Cover Story
NFT
means “non-fungible token”, but many associate this short acronym with much more. For some, NFT is shorthand for describing the latest hype and yet another get-rich-quick scheme; for others, it is an indispensable feature of a new, emerging digital world, the “metaverse”. Admittedly, the current popularity of NFTs may suggest an ‘irrational exuberance’, pushing many to jump onto the new bandwagon. However, the potential of NFTs, beyond the hype, is yet to be determined. When the dust settles, several novels and useful applications of this technology are likely to emerge, impacting a variety of industries. In the meantime, an objective look requires us to steer away from polarized opinions in order to understand what NFTs are as well as the key legal and regulatory issues affecting this new phenomenon.

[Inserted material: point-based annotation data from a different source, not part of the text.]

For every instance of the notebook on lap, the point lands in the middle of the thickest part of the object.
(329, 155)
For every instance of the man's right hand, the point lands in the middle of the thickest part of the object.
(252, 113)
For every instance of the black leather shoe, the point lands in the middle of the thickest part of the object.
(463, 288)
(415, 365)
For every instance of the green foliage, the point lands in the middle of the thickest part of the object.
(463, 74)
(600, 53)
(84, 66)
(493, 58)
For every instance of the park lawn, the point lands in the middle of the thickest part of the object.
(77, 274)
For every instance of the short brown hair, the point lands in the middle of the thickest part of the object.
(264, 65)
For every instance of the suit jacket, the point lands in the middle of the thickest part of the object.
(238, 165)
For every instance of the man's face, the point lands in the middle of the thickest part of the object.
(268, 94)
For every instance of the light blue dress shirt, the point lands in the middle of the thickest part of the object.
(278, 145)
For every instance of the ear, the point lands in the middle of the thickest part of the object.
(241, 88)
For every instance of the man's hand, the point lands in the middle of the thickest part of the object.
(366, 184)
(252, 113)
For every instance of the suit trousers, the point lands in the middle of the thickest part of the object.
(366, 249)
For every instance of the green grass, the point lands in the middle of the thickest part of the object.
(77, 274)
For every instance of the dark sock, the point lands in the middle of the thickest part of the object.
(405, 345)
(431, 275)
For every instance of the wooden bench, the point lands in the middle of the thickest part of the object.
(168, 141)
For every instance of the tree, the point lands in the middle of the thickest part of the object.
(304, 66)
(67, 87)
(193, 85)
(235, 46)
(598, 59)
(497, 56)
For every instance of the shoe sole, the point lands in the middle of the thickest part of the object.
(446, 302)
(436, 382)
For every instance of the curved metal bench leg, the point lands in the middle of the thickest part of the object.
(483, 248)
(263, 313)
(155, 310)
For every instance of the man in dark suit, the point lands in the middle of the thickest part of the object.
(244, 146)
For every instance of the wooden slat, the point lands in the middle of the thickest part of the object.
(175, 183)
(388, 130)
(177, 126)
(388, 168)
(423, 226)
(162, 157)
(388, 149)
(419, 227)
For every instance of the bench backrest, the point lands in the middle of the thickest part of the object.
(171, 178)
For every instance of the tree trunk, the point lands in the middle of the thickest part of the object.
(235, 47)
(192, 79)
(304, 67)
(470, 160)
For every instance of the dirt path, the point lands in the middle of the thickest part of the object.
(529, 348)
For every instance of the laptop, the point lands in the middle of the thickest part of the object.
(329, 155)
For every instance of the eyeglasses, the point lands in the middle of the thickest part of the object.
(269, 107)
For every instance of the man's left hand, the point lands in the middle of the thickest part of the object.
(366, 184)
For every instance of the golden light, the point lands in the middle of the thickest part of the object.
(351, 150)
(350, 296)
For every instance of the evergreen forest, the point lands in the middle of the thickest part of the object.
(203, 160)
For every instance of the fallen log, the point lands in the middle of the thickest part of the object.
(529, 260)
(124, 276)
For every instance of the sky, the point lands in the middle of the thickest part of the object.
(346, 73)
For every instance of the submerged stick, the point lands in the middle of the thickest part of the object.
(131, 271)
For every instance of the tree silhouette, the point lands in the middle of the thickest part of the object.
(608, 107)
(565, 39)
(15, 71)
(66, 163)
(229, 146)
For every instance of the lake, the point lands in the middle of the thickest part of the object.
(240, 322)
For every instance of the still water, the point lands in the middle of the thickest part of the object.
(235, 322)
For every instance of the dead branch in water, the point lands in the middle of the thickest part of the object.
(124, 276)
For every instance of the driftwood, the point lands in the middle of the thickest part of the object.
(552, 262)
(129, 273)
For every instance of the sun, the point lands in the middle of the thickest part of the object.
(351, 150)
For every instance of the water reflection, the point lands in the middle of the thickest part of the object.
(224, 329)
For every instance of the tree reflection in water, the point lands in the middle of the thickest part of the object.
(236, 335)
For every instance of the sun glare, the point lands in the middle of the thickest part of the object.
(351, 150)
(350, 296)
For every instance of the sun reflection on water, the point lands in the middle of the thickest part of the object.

WHAT’S AN NFT? In essence, NFTs are digital certificates consisting of non-interchangeable units of data stored on a blockchain, that is a digitally distributed ledger. Here, records (or “blocks”) are linked together using cryptographic chains; each block contains a reference (or “cryptographic hash”) to the previous block, a timestamp, and other transaction data. Even though the underlying technology is the same supporting cryptocurrencies such as Bitcoin, NFTs, unlike a cryptocurrency, are not mutually interchangeable (or “fungible”). Each NFT, even when part of a series or collection, is unique and distinguishable from others. The process of creating an NFT (referred to as “minting”) consists of turning a specific digital item – such as a picture, a document, or a sound file – into a record on the blockchain that will typically have a link to the item itself. Once in the blockchain, any attempt to duplicate, change or tamper with the record on the blockchain representing the digital item is virtually impossible. Hence, while the digital item can be duplicated (or screenshotted), its record on the blockchain is unique and immutable regardless of how many times the NFT changes hands.